Compared to the gene carriers, the non-carriers had 65 per cent more functional connectivity between the two memory processing centres.

Li said that:

“Just as if cancer could be detected when there were only a few cells, decades before it was evident, the advantage of identifying those at great risk for having Alzheimer’s would be of tremendous value in development of interventional therapies.”

According to the Wellcome Trust, about 15 per cent of people carry the APOE-4 gene, which causes their bodies to produce a lipoprotein called apolipoprotein (Apo) E4. Lipoproteins carry lipids (fats) in the bloodstream and are made from a combination of fat and protein.

People who have only one APOE-4 gene from one parent are three times more likely than average to develop Alzheimer’s Disease. People who inherit one gene from each biological parent are ten times more likely to develop the disease.

Scientists at the Oklahoma Medical Research Foundation published a study in The Journal of Neuroscience in April last year about how they discovered the molecular mechanism that links the gene to onset of Alzheimer’s. They found that ApoE4 and other apolipoproteins attach themselves to receptors on the surface of brain cells, and this allows them to piggy back onto amyloid precursor protein which then enters the cell carrying its extra burden.
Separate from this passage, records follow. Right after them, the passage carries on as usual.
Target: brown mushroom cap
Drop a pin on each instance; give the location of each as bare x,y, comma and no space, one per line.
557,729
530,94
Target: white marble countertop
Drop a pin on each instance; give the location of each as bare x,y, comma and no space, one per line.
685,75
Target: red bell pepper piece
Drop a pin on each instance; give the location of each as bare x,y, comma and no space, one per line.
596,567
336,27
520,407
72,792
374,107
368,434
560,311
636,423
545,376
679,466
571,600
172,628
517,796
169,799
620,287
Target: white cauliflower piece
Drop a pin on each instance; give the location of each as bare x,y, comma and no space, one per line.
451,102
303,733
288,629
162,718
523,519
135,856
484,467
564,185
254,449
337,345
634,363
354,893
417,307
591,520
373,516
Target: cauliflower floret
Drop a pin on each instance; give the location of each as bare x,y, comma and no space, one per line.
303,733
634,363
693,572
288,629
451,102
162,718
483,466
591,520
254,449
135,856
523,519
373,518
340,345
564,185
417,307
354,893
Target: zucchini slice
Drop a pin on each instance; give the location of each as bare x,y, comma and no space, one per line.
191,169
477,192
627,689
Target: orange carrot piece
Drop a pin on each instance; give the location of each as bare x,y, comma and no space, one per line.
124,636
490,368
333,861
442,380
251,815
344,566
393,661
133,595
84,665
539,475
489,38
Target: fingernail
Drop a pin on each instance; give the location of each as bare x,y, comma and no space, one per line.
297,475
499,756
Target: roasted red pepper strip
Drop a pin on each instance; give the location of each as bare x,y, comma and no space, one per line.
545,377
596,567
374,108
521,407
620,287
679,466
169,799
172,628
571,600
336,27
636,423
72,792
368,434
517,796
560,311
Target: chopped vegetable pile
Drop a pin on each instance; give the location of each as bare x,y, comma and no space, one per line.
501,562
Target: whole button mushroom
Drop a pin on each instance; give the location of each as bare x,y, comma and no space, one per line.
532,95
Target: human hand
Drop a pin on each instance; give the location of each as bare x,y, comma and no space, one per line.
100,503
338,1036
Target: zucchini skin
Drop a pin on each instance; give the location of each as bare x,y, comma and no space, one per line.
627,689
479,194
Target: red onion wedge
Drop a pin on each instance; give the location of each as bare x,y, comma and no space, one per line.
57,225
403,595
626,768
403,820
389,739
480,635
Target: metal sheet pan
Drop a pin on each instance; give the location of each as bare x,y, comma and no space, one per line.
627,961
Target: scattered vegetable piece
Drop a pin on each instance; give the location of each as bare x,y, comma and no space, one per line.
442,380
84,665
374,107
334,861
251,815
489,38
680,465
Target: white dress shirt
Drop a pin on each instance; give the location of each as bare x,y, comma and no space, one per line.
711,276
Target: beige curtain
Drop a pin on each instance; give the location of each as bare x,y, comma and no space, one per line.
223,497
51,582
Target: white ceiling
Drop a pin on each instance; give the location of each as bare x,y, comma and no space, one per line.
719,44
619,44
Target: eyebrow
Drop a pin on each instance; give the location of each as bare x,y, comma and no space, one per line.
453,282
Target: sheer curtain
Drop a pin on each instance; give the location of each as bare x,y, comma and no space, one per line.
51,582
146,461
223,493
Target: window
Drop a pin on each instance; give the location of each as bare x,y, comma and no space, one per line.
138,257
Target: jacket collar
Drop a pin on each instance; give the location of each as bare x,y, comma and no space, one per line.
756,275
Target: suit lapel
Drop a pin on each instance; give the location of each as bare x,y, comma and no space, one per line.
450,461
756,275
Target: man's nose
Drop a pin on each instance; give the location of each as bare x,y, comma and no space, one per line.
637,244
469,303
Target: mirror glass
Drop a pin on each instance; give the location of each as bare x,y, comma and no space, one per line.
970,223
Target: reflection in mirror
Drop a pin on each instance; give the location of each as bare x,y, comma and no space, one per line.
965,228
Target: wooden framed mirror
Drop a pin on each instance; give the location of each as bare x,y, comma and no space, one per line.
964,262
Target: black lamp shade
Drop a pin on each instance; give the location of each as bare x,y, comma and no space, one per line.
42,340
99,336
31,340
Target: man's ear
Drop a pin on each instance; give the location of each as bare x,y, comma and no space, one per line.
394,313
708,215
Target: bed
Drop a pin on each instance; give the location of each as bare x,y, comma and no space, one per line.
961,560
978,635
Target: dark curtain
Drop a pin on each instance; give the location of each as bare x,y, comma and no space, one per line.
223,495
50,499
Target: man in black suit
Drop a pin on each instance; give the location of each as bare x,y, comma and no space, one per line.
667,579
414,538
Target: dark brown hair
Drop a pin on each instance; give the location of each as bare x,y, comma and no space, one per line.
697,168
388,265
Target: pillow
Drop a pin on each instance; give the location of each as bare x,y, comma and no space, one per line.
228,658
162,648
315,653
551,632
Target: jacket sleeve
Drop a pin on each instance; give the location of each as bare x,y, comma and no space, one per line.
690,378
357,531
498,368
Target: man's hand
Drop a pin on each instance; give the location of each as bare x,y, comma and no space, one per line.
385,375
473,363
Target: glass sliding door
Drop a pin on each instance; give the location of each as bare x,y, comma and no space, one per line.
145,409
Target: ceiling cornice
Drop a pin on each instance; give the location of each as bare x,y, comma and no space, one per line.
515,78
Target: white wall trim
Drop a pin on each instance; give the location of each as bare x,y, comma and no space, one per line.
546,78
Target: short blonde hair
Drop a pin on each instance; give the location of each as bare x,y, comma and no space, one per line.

Once the mass of protein is inside the cell, proteases, special enzymes that cut up proteins, attack the amyloid precursor protein mass, resulting in a mass of protein fragments that scientists believe cause cell death, memory loss, and neurological dysfunction, all symptoms that are characteristic of Alzheimer’s.

What is not clear from Li’s study, is whether they have found a new effect from the APOE-4 gene, or whether they have found an early pre-onset symptom of the molecular mechanism discovered by the team at the Oklahoma Medical Research Foundation.